Die Kutsche fuhr zwischen bewaldeten Hügeln durch ein enges Tal. Hin und wieder sah man ein paar verfallene Hütten oder ein verlassenes Bergwerksarsenal. Serpentinenartig wand sich der Weg über eine felsige Bergstraße. Endlich erreichte man eine hohe graue Mauer, hinter der sich wie eine düstere Ruine ein uraltes Schloß erhob. Höltyhöh war erreicht.

Ilonka kannte das Stammschloß ihrer Ahnen nur aus Fotoalben, die die Großmutter ihr als Kind gezeigt hatte, wozu sie herrliche Geschichten zu erzählen wußte. Geschichten über bunte Feste, die auf Höltyhöh gefeiert wurden. Zigeunerkapellen spielten ungarische Weisen, wozu Grafen, Fürsten und sogar Könige das Tanzbein schwangen und sich bei köstlichem Tokaier und am Spieß gebratene Wildgeflügel den Genüssen des Lebens hingaben.

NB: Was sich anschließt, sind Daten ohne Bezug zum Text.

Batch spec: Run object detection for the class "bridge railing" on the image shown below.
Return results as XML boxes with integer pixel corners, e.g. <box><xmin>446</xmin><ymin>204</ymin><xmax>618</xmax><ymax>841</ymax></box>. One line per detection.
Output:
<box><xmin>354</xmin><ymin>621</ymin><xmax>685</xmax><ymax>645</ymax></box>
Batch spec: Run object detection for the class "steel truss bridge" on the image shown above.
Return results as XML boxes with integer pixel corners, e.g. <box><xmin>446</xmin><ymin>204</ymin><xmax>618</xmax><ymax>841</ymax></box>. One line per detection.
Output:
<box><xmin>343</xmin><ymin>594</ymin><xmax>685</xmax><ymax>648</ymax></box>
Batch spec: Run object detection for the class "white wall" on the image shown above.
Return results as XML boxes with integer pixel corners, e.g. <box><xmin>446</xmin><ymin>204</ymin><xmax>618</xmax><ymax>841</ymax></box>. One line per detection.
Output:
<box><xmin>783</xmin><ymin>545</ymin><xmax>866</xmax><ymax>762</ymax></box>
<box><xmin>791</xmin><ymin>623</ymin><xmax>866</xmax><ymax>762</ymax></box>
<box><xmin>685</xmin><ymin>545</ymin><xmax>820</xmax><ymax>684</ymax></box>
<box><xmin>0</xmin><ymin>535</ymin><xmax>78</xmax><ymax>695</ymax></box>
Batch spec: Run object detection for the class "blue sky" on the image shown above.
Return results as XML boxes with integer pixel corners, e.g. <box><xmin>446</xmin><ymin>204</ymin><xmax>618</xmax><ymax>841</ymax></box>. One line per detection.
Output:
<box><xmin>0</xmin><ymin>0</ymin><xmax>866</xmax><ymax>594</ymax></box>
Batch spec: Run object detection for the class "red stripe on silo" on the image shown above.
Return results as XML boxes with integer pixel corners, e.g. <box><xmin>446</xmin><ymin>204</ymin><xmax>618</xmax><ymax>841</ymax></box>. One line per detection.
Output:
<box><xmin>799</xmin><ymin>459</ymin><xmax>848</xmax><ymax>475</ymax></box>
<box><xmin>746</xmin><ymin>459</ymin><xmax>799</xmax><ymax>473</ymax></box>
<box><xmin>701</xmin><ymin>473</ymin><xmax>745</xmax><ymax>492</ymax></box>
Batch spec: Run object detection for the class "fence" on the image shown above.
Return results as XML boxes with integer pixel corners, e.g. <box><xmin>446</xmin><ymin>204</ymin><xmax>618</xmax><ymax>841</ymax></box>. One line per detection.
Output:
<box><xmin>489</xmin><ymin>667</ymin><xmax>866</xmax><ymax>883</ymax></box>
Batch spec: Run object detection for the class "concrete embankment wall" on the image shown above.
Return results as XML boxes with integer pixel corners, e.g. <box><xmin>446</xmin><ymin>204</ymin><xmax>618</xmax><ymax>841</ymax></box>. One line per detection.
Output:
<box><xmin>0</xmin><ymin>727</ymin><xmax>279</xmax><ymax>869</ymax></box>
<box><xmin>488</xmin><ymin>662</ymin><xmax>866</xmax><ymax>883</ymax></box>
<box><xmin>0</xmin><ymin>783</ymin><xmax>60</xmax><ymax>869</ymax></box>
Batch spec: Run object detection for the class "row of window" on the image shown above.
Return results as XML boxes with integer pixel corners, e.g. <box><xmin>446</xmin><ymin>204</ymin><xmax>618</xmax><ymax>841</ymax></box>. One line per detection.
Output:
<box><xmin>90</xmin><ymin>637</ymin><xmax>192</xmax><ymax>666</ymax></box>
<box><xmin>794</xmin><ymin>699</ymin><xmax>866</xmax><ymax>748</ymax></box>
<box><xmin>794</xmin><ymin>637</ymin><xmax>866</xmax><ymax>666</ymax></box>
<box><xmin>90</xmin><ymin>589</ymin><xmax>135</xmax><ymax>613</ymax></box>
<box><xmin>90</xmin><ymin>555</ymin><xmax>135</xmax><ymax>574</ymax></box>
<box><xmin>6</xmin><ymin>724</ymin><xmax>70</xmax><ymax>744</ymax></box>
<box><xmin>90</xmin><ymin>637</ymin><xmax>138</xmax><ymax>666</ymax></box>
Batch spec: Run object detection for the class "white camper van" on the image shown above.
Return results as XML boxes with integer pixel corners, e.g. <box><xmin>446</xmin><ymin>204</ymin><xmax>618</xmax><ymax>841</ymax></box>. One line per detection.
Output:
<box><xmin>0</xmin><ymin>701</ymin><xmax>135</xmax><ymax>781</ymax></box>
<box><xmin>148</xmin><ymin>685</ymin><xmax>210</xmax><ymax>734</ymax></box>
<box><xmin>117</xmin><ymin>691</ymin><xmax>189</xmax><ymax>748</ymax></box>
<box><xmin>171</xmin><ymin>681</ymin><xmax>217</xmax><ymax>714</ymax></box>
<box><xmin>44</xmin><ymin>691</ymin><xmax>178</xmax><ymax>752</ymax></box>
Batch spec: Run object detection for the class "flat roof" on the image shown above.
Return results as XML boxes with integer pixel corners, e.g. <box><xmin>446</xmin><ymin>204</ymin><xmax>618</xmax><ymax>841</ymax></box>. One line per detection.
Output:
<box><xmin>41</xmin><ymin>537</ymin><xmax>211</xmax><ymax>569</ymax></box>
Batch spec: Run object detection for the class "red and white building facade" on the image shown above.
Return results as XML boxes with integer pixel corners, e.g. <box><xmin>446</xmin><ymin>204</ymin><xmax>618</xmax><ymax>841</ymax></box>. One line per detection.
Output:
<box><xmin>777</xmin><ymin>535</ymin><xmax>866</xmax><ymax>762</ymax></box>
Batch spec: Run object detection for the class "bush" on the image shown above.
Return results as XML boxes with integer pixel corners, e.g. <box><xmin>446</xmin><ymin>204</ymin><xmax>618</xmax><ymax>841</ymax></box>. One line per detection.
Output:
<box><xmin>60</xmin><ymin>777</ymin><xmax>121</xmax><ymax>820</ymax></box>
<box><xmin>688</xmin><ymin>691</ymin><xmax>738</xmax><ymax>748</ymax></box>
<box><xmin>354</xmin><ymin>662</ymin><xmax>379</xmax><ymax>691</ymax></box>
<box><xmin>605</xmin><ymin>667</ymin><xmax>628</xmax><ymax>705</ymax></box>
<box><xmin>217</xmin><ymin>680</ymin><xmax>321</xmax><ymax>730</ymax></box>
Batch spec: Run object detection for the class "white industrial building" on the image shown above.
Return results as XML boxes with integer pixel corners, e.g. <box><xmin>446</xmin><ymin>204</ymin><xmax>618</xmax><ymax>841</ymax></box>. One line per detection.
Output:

Im Augenblick war von dieser sorglosen Vergangenheit ihrer Stammväter jedoch nichts mehr zu spüren. Im Gegenteil. Ilonka verspürte ein leises Grauen, als sie die schattigen Umrisse des mitternächtlichen Schlosses schemenhaft wahrnahm.

Und hätte sie geahnt, welche furchtbaren Ereignisse sie hier erwarteten, welches Grauen und welche Todesängste sie hier auszustehen hatte, so hätte sie diesem Ort des Schreckens auf der Stelle den Rücken gekehrt.